Each section of the shop falls under a theme: women’s clothing and sewing notions; books and albums; farming tools and hunting knickknacks; militaria; toys; 1950s decor; kitchenalia; things made of silver; pottery and china; jewelry. The downstairs has a lighting section and scraps of wood from old furniture, as well as the paint-by-numbers paintings and lots of kitschy art. The front window features a new display every month or so, as well as the owner’s beagle, usually napping on the couch-of-the-month.
As I entered the kitchenalia section on Saturday, I gasped—audibly, I’m sure. At eye level on the opposing shelf were canisters I instantly recognized from childhood. It actually made my heart ache a little seeing them perched on this shelf, alone and for sale.
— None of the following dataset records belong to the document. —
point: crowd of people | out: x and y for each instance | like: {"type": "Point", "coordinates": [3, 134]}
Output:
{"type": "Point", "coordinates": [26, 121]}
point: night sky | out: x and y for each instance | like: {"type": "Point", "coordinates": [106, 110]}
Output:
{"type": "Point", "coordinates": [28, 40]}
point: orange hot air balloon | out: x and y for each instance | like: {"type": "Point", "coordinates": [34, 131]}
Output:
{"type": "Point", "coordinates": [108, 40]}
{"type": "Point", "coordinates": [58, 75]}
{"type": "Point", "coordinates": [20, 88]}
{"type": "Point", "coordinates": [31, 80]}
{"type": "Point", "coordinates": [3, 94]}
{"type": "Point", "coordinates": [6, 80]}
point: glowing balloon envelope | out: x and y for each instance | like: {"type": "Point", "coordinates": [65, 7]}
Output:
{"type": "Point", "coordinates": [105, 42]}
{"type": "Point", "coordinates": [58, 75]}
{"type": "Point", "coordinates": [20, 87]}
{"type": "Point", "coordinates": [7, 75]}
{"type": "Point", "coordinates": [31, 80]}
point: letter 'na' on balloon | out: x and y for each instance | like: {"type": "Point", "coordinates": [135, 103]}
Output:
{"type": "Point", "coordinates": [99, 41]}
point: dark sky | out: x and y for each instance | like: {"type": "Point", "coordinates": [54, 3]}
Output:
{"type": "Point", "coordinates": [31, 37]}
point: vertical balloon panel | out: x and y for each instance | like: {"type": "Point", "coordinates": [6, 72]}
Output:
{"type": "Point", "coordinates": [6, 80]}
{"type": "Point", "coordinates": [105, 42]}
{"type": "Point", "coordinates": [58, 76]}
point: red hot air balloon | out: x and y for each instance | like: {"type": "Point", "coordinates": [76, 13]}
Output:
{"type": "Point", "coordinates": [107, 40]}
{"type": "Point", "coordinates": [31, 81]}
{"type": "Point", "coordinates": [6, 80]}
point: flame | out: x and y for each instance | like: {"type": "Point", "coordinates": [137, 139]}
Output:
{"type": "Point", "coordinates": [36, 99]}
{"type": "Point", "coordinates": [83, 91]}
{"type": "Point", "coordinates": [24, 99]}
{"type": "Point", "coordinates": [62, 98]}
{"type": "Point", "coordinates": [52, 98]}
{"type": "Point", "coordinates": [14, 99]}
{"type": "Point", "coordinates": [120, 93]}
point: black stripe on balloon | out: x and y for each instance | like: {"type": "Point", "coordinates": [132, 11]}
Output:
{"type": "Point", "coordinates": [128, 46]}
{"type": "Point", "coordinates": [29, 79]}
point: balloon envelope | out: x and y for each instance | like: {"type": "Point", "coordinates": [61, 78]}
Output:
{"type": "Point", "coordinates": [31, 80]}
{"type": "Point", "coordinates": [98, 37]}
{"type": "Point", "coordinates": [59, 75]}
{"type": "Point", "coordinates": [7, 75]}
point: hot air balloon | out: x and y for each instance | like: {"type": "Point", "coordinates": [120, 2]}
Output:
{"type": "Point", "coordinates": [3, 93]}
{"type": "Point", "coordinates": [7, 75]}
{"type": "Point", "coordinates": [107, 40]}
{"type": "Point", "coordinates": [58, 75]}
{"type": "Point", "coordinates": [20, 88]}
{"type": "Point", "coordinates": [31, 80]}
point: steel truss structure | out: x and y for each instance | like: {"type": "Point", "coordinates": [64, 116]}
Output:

The canisters were made by Ransburg, an Indianapolis manufacturer, and were handpainted by the company’s artists sometime between 1930-1950 (according to their web site). In my house, the largest held flour, the second largest sugar, the next held tea bags (I think…but maybe just if we had company), and the smallest probably contained little things that didn’t ordinarily have a place, like plastic bag twisties or rubber bands. I might have even taken them to college with me, I can’t be sure. That little heartache—a palpable pang of homesickness—made me buy them.
I probably would have stopped there but then I saw this print. It was advertised as “Victorian,” which may or may not be true, and how the hell would I know? I bought it for the subject matter: that creepy style of still life that glorifies dead game (or, as my husband would prefer to say, “sleeping bunnies”) on kitchen tables, aside grapes and flowers. If anyone knows whether or not this is a style or school of Victorian painting, please let me know. I’ve seen contemporary paintings in the same style by an artist in Chicago (back in my art magazine editing days). I’d love to know more about the style. (And is that a pig on the right side, wearing a frilly blue collar?)
I was looking for some maps and asked the store owner if she had any. She came out from the back carrying two of those gigantic pull-down wall maps you’d find in a classroom. Maybe that’ll make it to my Christmas list this year and I can use them to wallpaper the office.